The ICAP protocol specifies extensions allowing a client to report the IP address of the client and the origin server involved in the HTTP transaction. However, not all ICAP implementations support it. If the information is provided by the ICAP client using the X-Client-IP and X-Server-IP headers, it will be correctly reported by the Sensor.

X-Lastline headers

Pages analyzed by the ICAP instance may contain additional information on the analysis status by means of additional HTTP headers. The presence of such headers can be disabled from the ICAP configuration, but are often useful to diagnose the blocking decisions.

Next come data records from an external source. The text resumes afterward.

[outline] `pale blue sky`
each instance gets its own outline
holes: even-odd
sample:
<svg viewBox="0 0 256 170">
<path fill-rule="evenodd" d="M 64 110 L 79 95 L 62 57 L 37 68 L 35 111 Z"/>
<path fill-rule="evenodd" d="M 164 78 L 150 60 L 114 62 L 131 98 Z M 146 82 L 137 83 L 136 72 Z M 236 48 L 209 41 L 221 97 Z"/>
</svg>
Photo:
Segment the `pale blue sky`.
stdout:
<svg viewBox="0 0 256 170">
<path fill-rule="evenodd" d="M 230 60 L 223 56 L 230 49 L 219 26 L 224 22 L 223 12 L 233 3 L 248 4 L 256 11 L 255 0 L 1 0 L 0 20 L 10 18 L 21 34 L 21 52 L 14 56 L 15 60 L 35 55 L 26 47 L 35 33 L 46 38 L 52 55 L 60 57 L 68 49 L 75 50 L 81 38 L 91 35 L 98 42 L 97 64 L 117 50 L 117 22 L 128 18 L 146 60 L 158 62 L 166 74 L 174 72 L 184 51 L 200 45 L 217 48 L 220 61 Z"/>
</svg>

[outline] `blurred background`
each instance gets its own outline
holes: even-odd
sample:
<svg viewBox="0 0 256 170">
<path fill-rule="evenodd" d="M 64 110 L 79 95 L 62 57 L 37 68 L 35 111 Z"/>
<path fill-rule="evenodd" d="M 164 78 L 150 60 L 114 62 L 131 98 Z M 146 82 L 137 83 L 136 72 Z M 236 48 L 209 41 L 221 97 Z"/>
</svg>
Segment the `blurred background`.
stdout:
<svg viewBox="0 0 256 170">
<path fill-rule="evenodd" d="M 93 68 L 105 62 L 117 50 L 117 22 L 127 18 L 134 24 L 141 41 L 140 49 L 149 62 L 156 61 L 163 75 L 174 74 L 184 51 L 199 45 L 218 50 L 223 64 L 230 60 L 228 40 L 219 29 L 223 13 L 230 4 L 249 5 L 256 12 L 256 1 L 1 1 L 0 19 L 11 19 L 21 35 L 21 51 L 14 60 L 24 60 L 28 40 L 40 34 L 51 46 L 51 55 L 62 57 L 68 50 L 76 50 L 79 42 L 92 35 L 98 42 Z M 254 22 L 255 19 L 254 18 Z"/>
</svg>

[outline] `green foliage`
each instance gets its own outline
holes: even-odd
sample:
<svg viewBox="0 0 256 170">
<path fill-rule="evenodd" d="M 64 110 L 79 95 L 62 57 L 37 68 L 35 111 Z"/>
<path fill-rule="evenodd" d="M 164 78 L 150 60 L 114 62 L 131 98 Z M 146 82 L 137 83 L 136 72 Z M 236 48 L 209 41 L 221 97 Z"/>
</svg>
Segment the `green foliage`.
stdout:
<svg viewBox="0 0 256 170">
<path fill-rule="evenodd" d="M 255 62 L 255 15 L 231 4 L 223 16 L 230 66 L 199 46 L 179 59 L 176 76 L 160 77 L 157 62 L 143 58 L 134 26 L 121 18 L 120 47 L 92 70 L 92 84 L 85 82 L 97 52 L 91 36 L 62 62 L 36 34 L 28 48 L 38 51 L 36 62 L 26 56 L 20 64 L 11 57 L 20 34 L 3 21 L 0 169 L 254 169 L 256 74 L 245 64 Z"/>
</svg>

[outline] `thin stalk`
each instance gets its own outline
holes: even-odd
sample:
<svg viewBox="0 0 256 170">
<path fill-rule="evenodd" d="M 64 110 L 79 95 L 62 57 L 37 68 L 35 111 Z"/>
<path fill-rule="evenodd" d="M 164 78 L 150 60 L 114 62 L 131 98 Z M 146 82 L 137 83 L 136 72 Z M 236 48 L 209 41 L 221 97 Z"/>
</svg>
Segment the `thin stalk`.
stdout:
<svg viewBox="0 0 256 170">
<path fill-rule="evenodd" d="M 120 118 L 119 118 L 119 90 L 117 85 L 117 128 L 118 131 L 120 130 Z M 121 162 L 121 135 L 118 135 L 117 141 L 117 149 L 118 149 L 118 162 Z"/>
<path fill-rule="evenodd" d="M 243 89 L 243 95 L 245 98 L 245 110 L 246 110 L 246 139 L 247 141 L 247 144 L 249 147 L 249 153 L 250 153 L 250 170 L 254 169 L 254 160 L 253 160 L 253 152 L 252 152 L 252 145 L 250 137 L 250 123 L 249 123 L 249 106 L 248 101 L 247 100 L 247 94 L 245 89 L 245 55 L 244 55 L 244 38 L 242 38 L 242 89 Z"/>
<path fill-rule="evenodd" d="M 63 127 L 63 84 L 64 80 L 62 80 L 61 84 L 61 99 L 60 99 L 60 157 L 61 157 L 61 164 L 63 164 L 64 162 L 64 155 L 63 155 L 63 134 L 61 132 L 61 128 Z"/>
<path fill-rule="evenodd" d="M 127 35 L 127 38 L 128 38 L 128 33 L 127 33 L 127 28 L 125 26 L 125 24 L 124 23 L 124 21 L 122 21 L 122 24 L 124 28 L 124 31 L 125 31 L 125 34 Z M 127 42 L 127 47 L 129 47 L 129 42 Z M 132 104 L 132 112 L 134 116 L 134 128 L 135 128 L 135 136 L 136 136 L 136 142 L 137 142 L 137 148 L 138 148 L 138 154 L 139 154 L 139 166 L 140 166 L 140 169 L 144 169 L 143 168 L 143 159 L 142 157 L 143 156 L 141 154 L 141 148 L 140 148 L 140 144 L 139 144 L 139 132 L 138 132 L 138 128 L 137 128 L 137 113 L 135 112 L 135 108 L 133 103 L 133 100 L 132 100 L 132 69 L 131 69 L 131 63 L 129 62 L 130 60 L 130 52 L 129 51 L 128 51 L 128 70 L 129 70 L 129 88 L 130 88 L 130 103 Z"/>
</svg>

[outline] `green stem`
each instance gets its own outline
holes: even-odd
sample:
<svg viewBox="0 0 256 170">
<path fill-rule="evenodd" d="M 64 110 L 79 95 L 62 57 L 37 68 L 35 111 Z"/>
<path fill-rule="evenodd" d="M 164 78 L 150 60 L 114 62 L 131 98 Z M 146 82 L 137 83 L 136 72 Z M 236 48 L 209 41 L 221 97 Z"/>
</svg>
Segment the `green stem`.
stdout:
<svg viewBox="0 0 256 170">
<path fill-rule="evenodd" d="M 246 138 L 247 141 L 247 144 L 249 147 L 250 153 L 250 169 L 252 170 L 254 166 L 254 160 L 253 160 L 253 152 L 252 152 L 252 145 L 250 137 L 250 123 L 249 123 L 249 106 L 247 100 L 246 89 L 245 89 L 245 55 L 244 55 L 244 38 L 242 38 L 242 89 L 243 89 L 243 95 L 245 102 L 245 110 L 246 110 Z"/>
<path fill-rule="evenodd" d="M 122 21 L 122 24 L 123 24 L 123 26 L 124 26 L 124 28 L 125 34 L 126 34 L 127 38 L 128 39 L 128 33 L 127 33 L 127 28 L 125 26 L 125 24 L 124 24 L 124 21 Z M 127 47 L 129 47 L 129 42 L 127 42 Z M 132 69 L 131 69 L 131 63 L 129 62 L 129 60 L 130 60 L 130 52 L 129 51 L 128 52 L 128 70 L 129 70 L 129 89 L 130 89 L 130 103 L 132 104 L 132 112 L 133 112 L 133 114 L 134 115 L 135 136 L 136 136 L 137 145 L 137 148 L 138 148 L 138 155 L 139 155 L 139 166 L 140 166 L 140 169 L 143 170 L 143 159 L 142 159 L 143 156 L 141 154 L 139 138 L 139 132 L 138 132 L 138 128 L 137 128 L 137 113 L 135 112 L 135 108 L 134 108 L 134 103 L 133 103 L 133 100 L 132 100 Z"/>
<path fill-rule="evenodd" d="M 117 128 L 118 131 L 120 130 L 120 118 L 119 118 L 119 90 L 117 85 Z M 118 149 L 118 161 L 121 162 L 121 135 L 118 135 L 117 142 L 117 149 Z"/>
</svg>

X-Lastline-Status Provides information on the state of the object at the time of analysis. The following values are possible:

  • new The specific file hash has not been recently analyzed by VMware NSX Network Detection and Response and a score is not currently available.

  • known The specific file is known and a score is associated to it.

  • reputation list The contacted remote endpoint has low reputation.

  • timeout The process reached its timeout while waiting for the analysis of the file.

  • error An error is preventing the analysis of the file.

X-Lastline-Score The score currently associated with the file, if known, expressed as a value between 0 and 100.

X-Lastline-Task The task UUID associated with the analysis of the file. It is possible to use this UUID in order to access the analysis details from the User Portal/Manager Web UI.

Further transaction information is available in the log files on the Sensor. All the available logs are located in the directory /var/log/c-icap. This includes the standard access.log file containing details on every HTTP transaction inspected by ICAP as well as the associated response code. A second more detailed processing.log file contains detailed information on the file processing performed on each HTTP transaction.

ICAP response codes

The following is the list of ICAP status codes that can be returned by the ICAP appliance in response to a client request.

Code Explanation
100 Continue Response to an ICAP preview in case the preview content was deemed to be interesting for analysis.
200 OK Transaction was received by the ICAP service and analyzed.
204 Unmodified The transaction was determined to be benign and can be delivered without modifications.
400 Bad request Malformed or unparseable request.
404 Service not found The service requested in the ICAP request was not found. The service must be "lastline".
405 Not allowed The ICAP method is not allowed by the service.
408 Request timeout The ICAP service gave up waiting for a request and is terminating the connection.
500 Server error The request triggered a bug in the service implementation.